El último sueño de un viejo
El grito es el grito del
instante. Lo he tocado, he tocado el grito de la vida. Y aquí está, aquí
habita, en el instante de la escritura que no sabe escribir la historia.
¿Causa dolor la belleza? En
particular, a mí sí, la belleza, y cada partícula de la belleza, me causa dolor,
¿busco la belleza o busco el dolor?
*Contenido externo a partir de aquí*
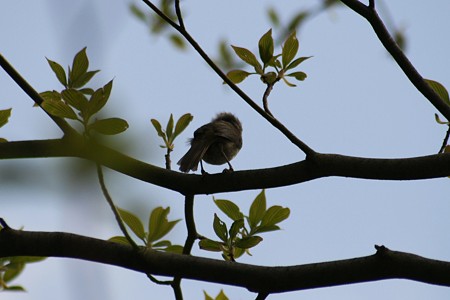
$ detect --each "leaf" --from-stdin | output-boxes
[42,100,77,120]
[46,58,67,87]
[235,235,263,249]
[69,47,89,88]
[281,30,298,68]
[231,46,262,74]
[86,80,112,117]
[214,200,244,221]
[108,236,130,245]
[261,205,291,226]
[248,190,266,228]
[434,114,450,127]
[229,219,244,239]
[61,89,88,111]
[224,70,251,84]
[150,119,166,141]
[166,114,173,144]
[71,70,100,88]
[214,290,228,300]
[286,72,307,81]
[198,239,222,252]
[89,118,128,135]
[173,113,194,139]
[147,207,180,242]
[0,108,12,127]
[213,214,228,242]
[286,56,312,71]
[424,79,450,105]
[117,208,145,240]
[258,29,273,66]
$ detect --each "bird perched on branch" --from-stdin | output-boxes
[178,112,242,174]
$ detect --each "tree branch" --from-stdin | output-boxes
[142,0,315,156]
[0,229,450,295]
[341,0,450,120]
[0,139,450,195]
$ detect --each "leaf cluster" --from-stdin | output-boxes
[227,29,310,87]
[0,256,45,292]
[40,47,128,135]
[150,113,194,152]
[199,190,290,261]
[109,207,183,254]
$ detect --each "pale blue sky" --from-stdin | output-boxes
[0,0,450,300]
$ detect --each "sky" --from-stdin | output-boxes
[0,0,450,300]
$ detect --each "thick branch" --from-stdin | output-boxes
[0,139,450,195]
[341,0,450,120]
[0,229,450,293]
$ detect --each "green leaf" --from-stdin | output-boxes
[214,200,244,221]
[229,219,244,239]
[434,114,450,127]
[231,46,262,74]
[87,80,113,117]
[261,205,291,226]
[166,114,173,144]
[71,70,100,88]
[108,236,130,245]
[89,118,128,135]
[173,113,194,140]
[281,30,298,68]
[286,56,312,71]
[224,70,251,84]
[235,235,263,249]
[46,58,67,87]
[150,119,166,141]
[69,47,89,88]
[42,100,77,120]
[147,207,180,243]
[286,72,307,81]
[215,290,228,300]
[39,91,61,101]
[61,89,88,112]
[425,79,450,105]
[198,239,223,252]
[252,225,280,234]
[258,29,273,66]
[213,214,228,242]
[0,108,12,127]
[248,190,267,228]
[117,208,145,240]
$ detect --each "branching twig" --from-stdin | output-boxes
[97,164,139,250]
[142,0,316,156]
[172,195,198,300]
[0,54,75,135]
[341,0,450,120]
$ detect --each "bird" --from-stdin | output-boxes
[177,112,242,174]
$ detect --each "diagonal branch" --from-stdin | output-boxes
[341,0,450,120]
[0,139,450,195]
[142,0,316,156]
[0,228,450,295]
[0,54,75,135]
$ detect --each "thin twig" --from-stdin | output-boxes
[97,164,139,250]
[0,54,75,135]
[175,0,186,30]
[438,125,450,154]
[172,195,198,300]
[142,0,316,156]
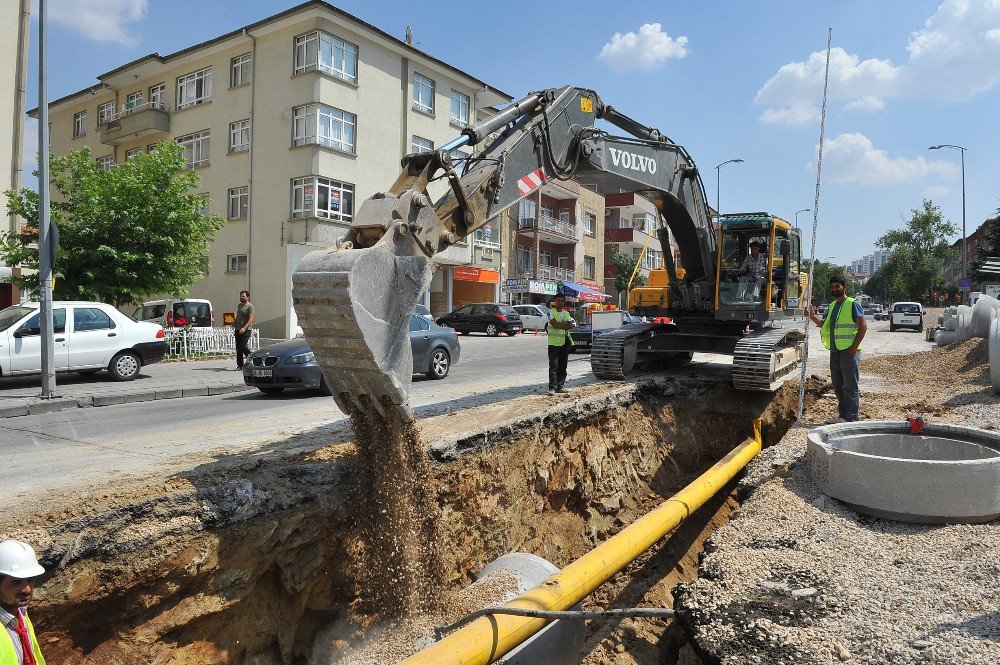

Entonces, si tú eres la belleza, es decir,
lo inalcanzable, lo intangible, lo ajeno, lo accesible y palpable sólo a otra
belleza, entonces entiendo y entiendes que eres el dolor, el mayúsculo, el que
borra o domina los demás dolores, el dolor mágico, brujo, la suerte del dolor,
elegido por el dolor para el Dolor, para que mi dolor me duela puro y limpio, solos
el dolor y yo, ese latido que me dobla, me parte, me aniquila, la esencia, la
gota de agua que no beberé pero que siempre veré ante mis ojos, aunque
invisible, transparente y ciega, como ha de ser la luz del después, como
péndulo o marea que me dice que el tiempo está aquí, en la escritura, en la
historia no escrita de la escritura, en la no vivida, oscilante, de la nada a
la nada y de la nada a la nada, impasible, y cuando el péndulo se detenga, porque
el roce de la nada con la materia produce el desgaste, la desaparición de la
materia, como es la desaparición del acantilado ante el roce insistente del
viento, frío y metálico como el último
ahogo del aire ante la falta de aire, de la luz, y porque ya se sabe que la
nada tiende por naturaleza a ser nada, desaparecer, entonces será el latigazo
último, crujido del silencio, y la escritura dejará de existir, detenida.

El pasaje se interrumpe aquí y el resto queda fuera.